Search Pushdown (e.g. Vector Search) Into Table Providers #16358

westonpace · 2025-06-10T17:18:39Z

westonpace
Jun 10, 2025

What is a search

A search operation is defined as:

SELECT ... FROM ... WHERE filter ORDER BY score_or_distance LIMIT k OFFSET offset

This can describe a wide variety of scenarios. For example, pg_vector and single store introduce syntactic sugar for vector search:

-- Example from single store paper
SELECT * FROM t ORDER BY t.v <-> @vector LIMIT k;
-- Example from pgvector
SELECT * FROM items ORDER BY embedding <-> '[3,1,2]' LIMIT 5;

The column <--> '[3, 1, 2]' syntax is merely syntactic sugar for approx_l2_distance(column, '[3, 1, 2]') and whether or not we adopt such sugar is not a concern for this ticket (we could introduce a separate ticket for the SQL parser if this is desired).

Examples

Here are several different kinds of searches and examples of how they can be accelerated by a table provider.

Vector Search

In a vector search the score_or_distance is a distance function (e.g. l2, cosine, etc.) between a column and a query vector.

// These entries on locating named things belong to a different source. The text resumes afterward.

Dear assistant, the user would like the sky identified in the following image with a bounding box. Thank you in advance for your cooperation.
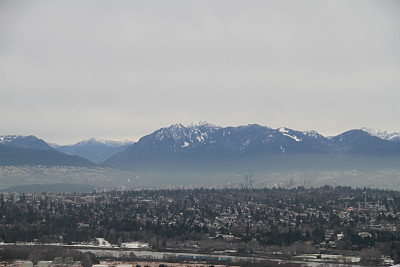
[0,0,400,145]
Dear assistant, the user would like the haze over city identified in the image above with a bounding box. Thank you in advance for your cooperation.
[0,1,400,144]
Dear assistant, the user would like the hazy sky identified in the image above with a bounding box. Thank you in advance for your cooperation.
[0,0,400,144]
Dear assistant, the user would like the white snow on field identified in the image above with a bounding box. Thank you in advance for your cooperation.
[181,142,189,148]
[96,237,111,248]
[121,242,149,248]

Vector indices such as IVF_PQ or HNSW can speed up these searches.

Full Text Search

In a full text search the score_or_distance function is often a similarity score like BM25 (or TF-IDF or ...) Full text indices such as a BM25 index can speed up these searches.

Basic Search

Though not traditionally considered a search we should also look at basic queries that fit our pattern like SELECT ... FROM ... WHERE x > 50 ORDER BY y LIMIT 10. These too can be accelerated when there are indexes on x and y.

Goal

The challenge for query planning (and the intent of this ticket) is to allow this search to be pushed down into the table provider. Table providers can then use indexes to speed up such searches. The goal for this ticket is to make it possible for these searches to be pushed down into the table provider.

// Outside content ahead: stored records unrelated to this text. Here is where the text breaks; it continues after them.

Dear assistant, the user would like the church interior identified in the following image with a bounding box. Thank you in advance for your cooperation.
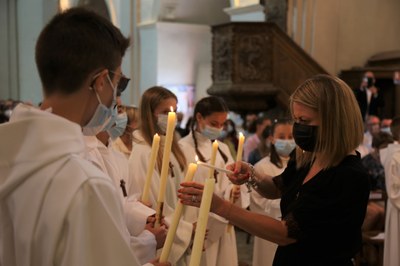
[0,0,400,266]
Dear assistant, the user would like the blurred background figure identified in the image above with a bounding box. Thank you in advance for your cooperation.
[361,132,393,231]
[247,126,273,165]
[175,112,187,139]
[381,118,392,134]
[357,115,380,158]
[112,105,139,159]
[243,116,272,162]
[0,99,21,124]
[242,113,257,137]
[354,71,384,121]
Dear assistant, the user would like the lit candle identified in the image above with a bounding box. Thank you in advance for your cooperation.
[142,134,160,203]
[209,140,218,178]
[236,132,244,162]
[160,163,197,262]
[155,107,176,227]
[189,178,215,266]
[228,132,244,233]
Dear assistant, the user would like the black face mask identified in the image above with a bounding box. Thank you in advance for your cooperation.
[293,123,318,151]
[367,78,374,88]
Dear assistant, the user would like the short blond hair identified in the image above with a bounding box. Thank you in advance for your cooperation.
[290,75,364,169]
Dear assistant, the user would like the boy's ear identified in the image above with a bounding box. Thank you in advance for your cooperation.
[92,69,108,92]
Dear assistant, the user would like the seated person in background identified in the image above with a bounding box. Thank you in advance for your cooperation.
[243,116,272,162]
[219,119,239,158]
[381,118,392,134]
[361,132,393,231]
[357,115,380,158]
[247,126,273,165]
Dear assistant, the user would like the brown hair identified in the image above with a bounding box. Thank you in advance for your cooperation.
[139,86,186,171]
[35,8,129,96]
[290,75,363,169]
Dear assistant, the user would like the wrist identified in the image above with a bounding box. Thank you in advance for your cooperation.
[246,164,258,192]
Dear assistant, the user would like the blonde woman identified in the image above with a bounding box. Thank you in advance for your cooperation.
[179,75,369,266]
[127,87,193,265]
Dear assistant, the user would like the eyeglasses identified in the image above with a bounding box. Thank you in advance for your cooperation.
[109,70,131,95]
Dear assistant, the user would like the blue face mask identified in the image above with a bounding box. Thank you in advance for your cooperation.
[82,76,117,136]
[381,127,392,135]
[201,125,222,140]
[107,113,128,140]
[157,114,168,134]
[274,139,296,157]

To be clear, my personal goal, is to be able to express vector search via SQL in Lance. A secondary goal is to be able to express full text search and basic search. Since Lance already implements a DataFusion TableProvider this seems like a natural way to go about it.

Details

What follows are some details that will need to be considered during implementation.

Approximate results

Searches with indexes often yield approximate results. Ideally the user should "opt in" to this in some way. In the example above I suggested the distance function be named approx_l2_distance. This would allow for another distance function (e.g. l2_distance) to exist which is not eligible for approximate vector indices. A more general approach might be to introduce an APPROXIMATE ORDER BY but this seems a bit much.

False negatives

When a search is combined with a filter then it can be difficult to combine the filter with the index exactly. Often approximations are made. For example, post-filtering first applies the search to K * some_constant results and then filters down the result set. This can easily lead to false negatives (less than K results) for highly selective filters. There are many other (and better) techniques but most can still lead to false negatives in some scenarios. This is acceptable and part of the approximate nature of the search.

Distributed engines

Fortunately, a distributed engine already pushes down the search in manner that is generally acceptable. The order by is pushed down into the individual workers and a final merge is placed on the final node. The workers can all push the search down further (into the table provider) and the top-k from each worker node can be merged, sorted, and limited again to provide good results. However, the details of how distributed query engines push down searches are beyond the scope of this ticket.

Refine factor

Some search engines may implement a "refine factor". This is typically expressed as a multiplier (e.g. 2). The search then uses the index to find the refine_factor * k nearest results, reads those from disk, and then sorts the vectors from disk applies a limit again. This is done because the index contains lossy-compressed versions of the vectors and so the comparisons made against the index are inexact and this refine step can give better results. I discuss this below in the approach section.

Non-goals

This ticket is not designed to add vector indexes to Datafusion, but rather to allow the search to be pushed down to the table provider. Obviously I am a bit biased here as I work on a table provider that would be able to satisfy this pushdown 😄. There is no problem with adding such indexes (or adopting another indexing library to add them) but that is beyond the scope and we should still allow for table provider pushdown.
This ticket is not designed to provide implementations for the various distance and/or score functions. That would be nice to have, so that a fallback implementation (e.g. exhaustive search) will exist for table providers that don't have speedup. However this is beyond the scope of this ticket.
As mentioned above, this ticket is not designed to add new syntactic sugar to the SQL parser. I'm not personally a huge fan but it does make it easier to ensure your query is "index eligible" and pgvector users may be coming to expect it at this point so 🤷. Still, that work can be a different ticket.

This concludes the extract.